Play it safe with cryptos, use blockchain
As Parliament prepares for the debate on the cryptocurrency law, there is some ambiguity about how exactly the government intends to deal with private cryptocurrencies. That may be because it is unclear exactly how to deal with it, an issue likely to be common to central bankers around the world. They are all in a bit of a dilemma about how to regulate cryptos, whether to lock them down completely or allow them to thrive as assets. The bill says it is important to ban all private cryptocurrencies. This suggests that these have no chance of being approved as legal tender. How exactly these are to be banned is not immediately clear, however, as many of them operate outside the scope of the law.
At the same time, the bill proposes exemptions so that the underlying technology is made available, as it can be extremely useful in the payments space. That’s easier said than done. We want to take advantage of the breakthrough technology, but we just cannot afford to risk asset inflation and a bubble forming. The government and the RBI have to put their heads together here. It is unlikely that too many cryptos will survive anyway as the number of use cases is limited. Nonetheless, RBI Governor Shaktikanta Das is justified in worrying that cryptos could lead to financial instability if investments in them, made by over-indebted individuals and companies, go bust. The RBI fears that the government’s imprimatur for cryptos could encourage more investments and that it could end badly if they lose value. These concerns are justified, but like other countries, India is using blockchain technology too much to make internet micropayments and contracts cheaper and easier.
As former RBI governor Raghuram Rajan noted, there is little danger of the Indian currency becoming dollarized; Given the high volatility surrounding cryptos, the rupee would be a preferred option and therefore the central bank should have no trouble ensuring that the local currency is not being replaced by cryptos. This would rule out any risks to the shaping of monetary policy. The problem, as Rajan pointed out, is that regulators around the world are struggling to understand cryptos and are therefore unsure of how to regulate them.
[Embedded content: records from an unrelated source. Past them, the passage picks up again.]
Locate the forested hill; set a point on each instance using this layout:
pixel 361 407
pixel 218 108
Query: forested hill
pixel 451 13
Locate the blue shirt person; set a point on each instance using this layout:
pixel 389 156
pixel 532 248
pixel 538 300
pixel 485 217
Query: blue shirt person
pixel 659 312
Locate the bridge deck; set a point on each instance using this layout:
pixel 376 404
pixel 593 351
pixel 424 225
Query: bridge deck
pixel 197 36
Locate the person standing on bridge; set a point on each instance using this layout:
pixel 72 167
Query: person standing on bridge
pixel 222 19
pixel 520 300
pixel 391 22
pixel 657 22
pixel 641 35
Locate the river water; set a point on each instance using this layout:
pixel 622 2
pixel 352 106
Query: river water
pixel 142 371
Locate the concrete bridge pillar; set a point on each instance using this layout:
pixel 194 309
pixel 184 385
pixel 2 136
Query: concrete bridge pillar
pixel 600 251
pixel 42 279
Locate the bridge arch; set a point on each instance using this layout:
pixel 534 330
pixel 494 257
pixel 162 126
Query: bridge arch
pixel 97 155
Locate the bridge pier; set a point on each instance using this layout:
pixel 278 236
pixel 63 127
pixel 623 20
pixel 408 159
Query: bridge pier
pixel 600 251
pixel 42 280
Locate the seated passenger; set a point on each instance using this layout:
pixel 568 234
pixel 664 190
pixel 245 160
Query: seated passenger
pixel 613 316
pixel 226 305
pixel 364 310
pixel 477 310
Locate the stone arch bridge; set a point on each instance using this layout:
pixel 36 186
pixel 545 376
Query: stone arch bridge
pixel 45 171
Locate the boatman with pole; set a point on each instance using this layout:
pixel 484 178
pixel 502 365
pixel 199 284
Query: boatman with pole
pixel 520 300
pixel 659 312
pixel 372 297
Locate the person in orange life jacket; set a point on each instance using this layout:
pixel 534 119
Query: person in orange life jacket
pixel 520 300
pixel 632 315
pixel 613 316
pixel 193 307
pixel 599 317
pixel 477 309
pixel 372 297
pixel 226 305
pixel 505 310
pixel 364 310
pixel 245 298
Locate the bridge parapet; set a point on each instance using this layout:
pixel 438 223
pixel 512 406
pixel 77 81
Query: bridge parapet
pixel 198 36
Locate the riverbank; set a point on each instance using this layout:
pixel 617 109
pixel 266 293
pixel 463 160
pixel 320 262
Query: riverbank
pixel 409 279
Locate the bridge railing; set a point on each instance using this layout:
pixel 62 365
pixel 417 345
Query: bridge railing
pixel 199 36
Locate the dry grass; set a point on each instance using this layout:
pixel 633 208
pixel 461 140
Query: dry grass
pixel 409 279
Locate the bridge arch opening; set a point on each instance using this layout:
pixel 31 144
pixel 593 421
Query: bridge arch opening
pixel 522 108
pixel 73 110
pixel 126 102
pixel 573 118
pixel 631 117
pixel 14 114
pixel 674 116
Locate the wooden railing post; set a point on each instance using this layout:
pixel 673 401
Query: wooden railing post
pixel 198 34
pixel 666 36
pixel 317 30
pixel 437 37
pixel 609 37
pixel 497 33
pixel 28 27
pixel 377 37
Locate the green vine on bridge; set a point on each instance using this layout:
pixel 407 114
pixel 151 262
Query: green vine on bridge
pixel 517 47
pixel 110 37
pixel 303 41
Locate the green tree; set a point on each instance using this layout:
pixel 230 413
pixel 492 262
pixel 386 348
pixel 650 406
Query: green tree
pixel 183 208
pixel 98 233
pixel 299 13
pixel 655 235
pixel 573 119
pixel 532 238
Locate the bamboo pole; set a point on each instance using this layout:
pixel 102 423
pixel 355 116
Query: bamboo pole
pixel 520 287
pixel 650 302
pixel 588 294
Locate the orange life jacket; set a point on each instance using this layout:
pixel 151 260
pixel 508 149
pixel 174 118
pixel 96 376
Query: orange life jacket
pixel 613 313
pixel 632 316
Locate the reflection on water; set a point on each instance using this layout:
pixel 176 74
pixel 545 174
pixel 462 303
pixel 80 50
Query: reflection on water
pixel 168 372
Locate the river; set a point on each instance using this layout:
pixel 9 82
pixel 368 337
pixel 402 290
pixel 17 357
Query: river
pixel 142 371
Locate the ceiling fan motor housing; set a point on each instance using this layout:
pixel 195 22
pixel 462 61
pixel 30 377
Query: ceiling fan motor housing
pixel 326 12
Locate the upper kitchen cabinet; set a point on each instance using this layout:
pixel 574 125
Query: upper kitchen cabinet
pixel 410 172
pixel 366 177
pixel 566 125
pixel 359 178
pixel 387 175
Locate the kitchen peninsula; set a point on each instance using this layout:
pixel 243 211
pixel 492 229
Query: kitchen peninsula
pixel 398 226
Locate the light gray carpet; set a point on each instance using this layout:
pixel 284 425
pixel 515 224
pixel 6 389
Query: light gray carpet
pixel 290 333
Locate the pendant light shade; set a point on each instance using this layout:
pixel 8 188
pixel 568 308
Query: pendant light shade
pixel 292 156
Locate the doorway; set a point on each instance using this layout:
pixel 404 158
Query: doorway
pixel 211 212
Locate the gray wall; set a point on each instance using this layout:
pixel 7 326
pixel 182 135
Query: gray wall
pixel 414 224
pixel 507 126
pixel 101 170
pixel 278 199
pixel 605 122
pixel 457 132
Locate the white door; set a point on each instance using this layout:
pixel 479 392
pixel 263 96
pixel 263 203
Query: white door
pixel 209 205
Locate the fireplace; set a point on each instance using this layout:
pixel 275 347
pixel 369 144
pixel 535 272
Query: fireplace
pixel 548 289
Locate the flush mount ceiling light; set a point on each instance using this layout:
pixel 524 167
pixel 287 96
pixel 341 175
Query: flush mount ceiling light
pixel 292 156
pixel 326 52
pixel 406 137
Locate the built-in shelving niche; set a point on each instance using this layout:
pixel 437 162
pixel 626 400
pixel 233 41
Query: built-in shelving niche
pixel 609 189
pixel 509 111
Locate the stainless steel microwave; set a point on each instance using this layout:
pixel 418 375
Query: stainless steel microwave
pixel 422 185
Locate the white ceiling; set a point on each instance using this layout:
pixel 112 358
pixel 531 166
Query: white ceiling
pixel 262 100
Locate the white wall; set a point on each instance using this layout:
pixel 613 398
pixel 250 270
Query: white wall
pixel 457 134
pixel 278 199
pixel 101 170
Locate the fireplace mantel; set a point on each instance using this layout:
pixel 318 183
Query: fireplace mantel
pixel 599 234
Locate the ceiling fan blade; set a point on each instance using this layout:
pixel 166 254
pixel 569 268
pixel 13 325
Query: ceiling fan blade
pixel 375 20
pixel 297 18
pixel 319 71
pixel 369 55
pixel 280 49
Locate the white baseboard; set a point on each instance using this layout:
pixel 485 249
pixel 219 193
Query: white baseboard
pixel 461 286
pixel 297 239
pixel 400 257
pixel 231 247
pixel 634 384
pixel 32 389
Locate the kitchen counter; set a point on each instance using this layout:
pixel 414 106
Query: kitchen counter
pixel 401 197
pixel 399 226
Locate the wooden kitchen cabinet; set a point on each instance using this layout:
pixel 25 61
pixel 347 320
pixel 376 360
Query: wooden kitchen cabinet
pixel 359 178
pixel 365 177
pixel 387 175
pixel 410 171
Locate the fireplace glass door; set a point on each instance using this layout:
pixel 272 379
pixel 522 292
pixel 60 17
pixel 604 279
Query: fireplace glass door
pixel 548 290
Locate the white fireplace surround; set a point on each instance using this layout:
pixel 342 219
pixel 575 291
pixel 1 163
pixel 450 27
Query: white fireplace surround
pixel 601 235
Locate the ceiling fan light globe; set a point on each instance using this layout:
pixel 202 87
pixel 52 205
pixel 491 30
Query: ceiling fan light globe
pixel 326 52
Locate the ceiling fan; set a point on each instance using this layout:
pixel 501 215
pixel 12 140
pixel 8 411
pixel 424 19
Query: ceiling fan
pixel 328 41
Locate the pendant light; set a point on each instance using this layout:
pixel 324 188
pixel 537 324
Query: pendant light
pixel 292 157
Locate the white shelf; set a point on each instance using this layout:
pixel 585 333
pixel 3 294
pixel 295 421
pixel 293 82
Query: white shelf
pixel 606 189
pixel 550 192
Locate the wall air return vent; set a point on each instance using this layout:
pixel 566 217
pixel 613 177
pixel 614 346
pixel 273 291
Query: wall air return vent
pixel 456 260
Even if some players are able to beat the law, it can do significant damage.
In light of this, the Indian government would do well not to endorse cryptocurrencies and keep a close eye on them. There could be a mechanism to keep track of the transactions in the absence of an underlying deal. The government could also insist on screening these players and insisting that they provide information so that the government can prevent fraud. While you could check the investments and their value with stablecoins, as they are backed by hard currencies, it is much more difficult to handle with standard cryptos, which have no intrinsic value and whose prices fluctuate. Should something go wrong – which is not impossible – the supervisory authorities are responsible for it.
It is a difficult situation for regulators as it is unlikely that investments in cryptos will be halted even if the government prohibits them. The government and central bank must therefore try to find a way to ensure that investments are not made from loans from local lenders – banks, NBFCs, etc. To this end, banks need to be vigilant in disbursing unsecured personal loans to individuals and small businesses. Systemic risks of all kinds must be averted. In the meantime, India could learn from other countries’ policies.